President of Massachusetts Institute of Technology (MIT), Sally Kornbluth, said on Friday (October 10) that “he cannot support” a white house proposal asking nine elite universities to adopt President Donald Trump’s political agenda.
Mit is one of the first universities to take a clear public attitude to the controversial plan offered by the administration as “more positive benefits”, including “essential and meaningful federal grants”.
In a letter addressed by the Minister of Education Linda McMahon and other White House officials, Kornbluth stated that MIT disagrees with the provisions of a proposal to reduce freedom of expression and endanger institutional independence.
“Therefore, with regard to this, we cannot support the proposed approach to solving problems facing higher education,” wrote Kornbluth.
A proposal bound to Trump’s political agenda
The ten-page “university compact”, which was spread last week, asks the University involved to accept the obligations associated with the political priorities of Trump’s administration-to cover topics such as admission, female sports, freedom of expression and discipline of students.
The universities were asked to provide a “limited, targeted feedback” by October 20 and make the final decision by November 21st.
Invited to participate include MIT, Vanderbilt, University of Pennsylvania, Dartmouth College, University of Southern California, University of Arizona, Brown University, University of Texas and University of Virginia.
It remains unclear how or why these specific institutions were selected.
Increasing pressure to reject a compact
The proposal caused extensive resistance from students, faculties and university groups who claim to be equal to federal overlap and political pressure.
Some of the university leaders went further and called the “blackmail” plan.

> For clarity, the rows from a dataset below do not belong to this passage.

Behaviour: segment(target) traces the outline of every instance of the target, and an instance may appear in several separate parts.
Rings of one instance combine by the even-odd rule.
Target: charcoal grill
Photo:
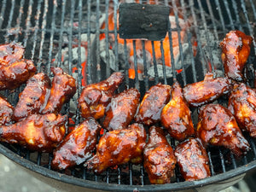
[[[135,53],[133,55],[135,79],[131,79],[128,77],[130,64],[126,42],[125,41],[122,49],[123,63],[119,56],[121,50],[117,46],[118,8],[120,3],[125,2],[118,0],[1,0],[1,44],[11,41],[20,42],[26,47],[25,57],[33,60],[39,72],[50,74],[52,66],[65,68],[68,73],[77,79],[78,96],[85,83],[101,81],[108,77],[113,70],[124,71],[126,74],[125,85],[137,88],[143,95],[151,85],[159,82],[172,84],[174,80],[177,80],[185,85],[201,80],[207,71],[212,69],[214,72],[216,66],[214,66],[213,53],[219,49],[218,46],[219,41],[230,30],[238,29],[253,37],[256,32],[256,3],[253,0],[180,0],[179,4],[175,0],[156,0],[156,3],[166,6],[172,4],[171,9],[177,25],[176,27],[171,25],[168,26],[170,55],[172,63],[174,63],[172,32],[177,32],[182,70],[177,73],[172,65],[172,76],[168,76],[165,63],[163,62],[161,71],[160,71],[153,54],[154,78],[150,78],[147,71],[146,51],[143,46],[144,41],[143,41],[143,64],[146,70],[143,80],[140,79],[137,70],[138,58]],[[133,1],[126,0],[126,3],[131,2]],[[152,1],[139,1],[140,3],[150,2]],[[108,30],[108,27],[110,9],[113,13],[113,30]],[[186,43],[189,45],[189,51],[186,55],[191,55],[189,66],[186,65],[186,55],[183,54],[180,41],[181,27],[178,23],[180,14],[184,20],[190,20],[190,26],[185,31]],[[106,27],[102,29],[102,25],[104,22]],[[103,40],[106,50],[105,60],[101,57],[100,34],[106,36]],[[109,38],[110,34],[113,35],[113,39]],[[193,39],[196,39],[197,42],[195,55],[193,54]],[[202,39],[206,44],[203,44]],[[114,45],[111,50],[108,47],[110,41]],[[134,47],[136,44],[137,42],[133,41]],[[154,42],[152,47],[154,49]],[[76,48],[75,51],[73,51],[74,48]],[[162,42],[160,42],[160,51],[163,53]],[[64,53],[68,56],[65,57]],[[84,62],[86,62],[85,65]],[[245,70],[247,83],[252,86],[255,80],[255,67],[256,42],[253,41],[251,55]],[[220,67],[219,70],[223,68]],[[160,73],[162,76],[160,75]],[[3,91],[2,94],[7,96],[13,105],[15,105],[22,88],[13,91]],[[122,89],[125,88],[119,88],[119,91]],[[218,102],[223,102],[222,100]],[[73,121],[79,124],[82,119],[79,112],[74,107],[76,104],[76,97],[74,97],[70,103],[65,105],[61,113],[73,114]],[[196,117],[196,110],[194,110],[193,114]],[[195,124],[196,120],[194,123]],[[184,182],[177,168],[176,177],[172,183],[164,185],[151,185],[142,165],[120,166],[114,169],[108,169],[101,175],[94,175],[82,166],[63,172],[57,172],[52,171],[50,167],[52,154],[32,152],[20,146],[6,143],[0,144],[0,153],[35,177],[63,191],[84,191],[85,189],[86,191],[218,191],[237,183],[243,178],[248,170],[256,167],[256,140],[247,135],[246,137],[252,149],[240,160],[236,160],[224,148],[212,147],[207,148],[212,175],[211,177]],[[170,140],[171,144],[175,148],[175,141],[172,138]]]

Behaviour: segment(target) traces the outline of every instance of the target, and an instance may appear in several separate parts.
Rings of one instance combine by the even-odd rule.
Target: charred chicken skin
[[[15,43],[0,45],[0,90],[13,90],[31,78],[37,69],[23,59],[24,48]]]
[[[189,138],[179,143],[174,151],[182,176],[195,181],[211,176],[209,158],[199,138]]]
[[[224,146],[236,157],[250,149],[231,112],[219,104],[201,108],[196,135],[205,145]]]
[[[52,81],[50,94],[42,113],[58,113],[62,105],[68,102],[76,93],[76,80],[60,67],[51,68],[55,77]]]
[[[51,166],[56,170],[80,165],[92,156],[101,125],[92,118],[78,125],[54,151]]]
[[[4,98],[0,96],[0,126],[12,123],[14,107]]]
[[[152,184],[170,183],[174,175],[176,157],[160,127],[151,126],[143,152],[144,168]]]
[[[31,114],[38,114],[50,90],[49,77],[40,73],[28,79],[14,111],[14,119],[19,121]]]
[[[124,73],[116,72],[106,80],[86,85],[79,98],[81,115],[96,119],[104,117],[107,106],[124,79]]]
[[[252,42],[251,36],[240,31],[230,31],[220,43],[221,58],[228,78],[243,80],[242,71],[250,55]]]
[[[161,84],[152,86],[140,104],[136,121],[148,126],[159,122],[163,108],[170,101],[171,89]]]
[[[62,141],[67,116],[32,114],[10,125],[0,127],[0,141],[19,143],[31,150],[52,152]]]
[[[256,91],[243,83],[235,84],[229,99],[229,109],[239,127],[256,137]]]
[[[96,173],[101,173],[108,167],[129,161],[141,163],[146,138],[143,125],[137,123],[127,129],[107,132],[100,138],[96,154],[84,166]]]
[[[161,124],[178,141],[195,134],[191,112],[177,82],[172,85],[171,101],[162,110]]]
[[[203,81],[187,84],[183,88],[184,97],[189,106],[199,107],[230,92],[230,83],[227,78],[213,79],[213,74],[208,73]]]
[[[136,114],[139,101],[140,93],[134,88],[114,96],[106,112],[104,128],[108,131],[126,128]]]

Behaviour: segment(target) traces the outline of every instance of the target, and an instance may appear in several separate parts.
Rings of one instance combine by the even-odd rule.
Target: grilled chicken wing
[[[134,88],[114,96],[106,112],[103,126],[108,131],[126,128],[136,114],[139,100],[140,93]]]
[[[227,78],[213,79],[213,74],[208,73],[203,81],[183,88],[184,97],[189,106],[199,107],[227,94],[230,90],[230,83]]]
[[[0,45],[0,65],[7,66],[23,58],[24,47],[16,43]]]
[[[10,125],[0,127],[0,141],[19,143],[31,150],[51,152],[66,133],[67,116],[32,114]]]
[[[235,84],[229,99],[229,109],[239,127],[256,137],[256,91],[242,83]]]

In Tucson, the mayor and city council formally opposed compact and described it as a “unacceptable act of federal interference”.
Even some conservative voices expressed an alarm. Frederick Hess, Director of Education Policy at the American Enterprise Institute, called a compact “deeply problematic” and stated that its conditions are “underground in the law”.
At the University of Virginia, officials have recognized that it would be “very difficult” to accept the proposed conditions and promise to adhere to “principles of academic freedom and free investigation”.
Political back pressure from states
State leaders also entered Fray. The Democrats in the Virginia of the Senate threatened to reduce funding to the University of Virginia if they signed an agreement.
“The state will not subsidize an institution that has ceded its independence to federal political control,” Democratic leaders said on Tuesday.
In California, Governor Gavin Newsom released a similar warning to the USC, which indicated that state funds could be endangered if the university accepted the agreement.
Justification of Trump’s administration
Trump’s administration described compact as a way to “strengthen and restore mutually beneficial relationship” between universities and the federal government.
The letter noted that this relationship was tense cuts to finance the campus research in the middle of the accusation that some universities support “anti -Semitism and liberal bias”.
The administration described Compact as a “proactive attempt to reform” and urged nine schools to become “initial signatories”.
Mit emphasizes its own principles
Although Kornbluth’s letter stopped before a formal rejection, she clarified that the proposal conditions were “non -functional”.
She noted that MIT already includes some of the compact values, such as acceptance and availability based on merit.
“We choose these values freely because they are right and live with them because they support our mission,” Kornbluth wrote.
MIT was one of the first major universities to restore standardized test requirements after the Covid-19 pandemic and currently offers free tuition fees for families from families who earn below $ 200,000 a year.
What compact requires
The key conditions of the Trump administration proposal include:
-Fift -year -old freezing for us students.
-Tuition fees for students in “Hard Science” at universities with a foundation exceeding $ 2 million for higher education.
-The plays on SAT or Act for all applicants.
-Elimination of race, gender and other identity factors from admission decisions.
-Dopce government binary definition of gender for bathrooms and sports teams.
The compact also seeks to transform the campus culture by supporting conservative aspects. It calls for the transformation or abolition of “institutional units that deliberately punish, reduce and even cause violence against conservative ideas”.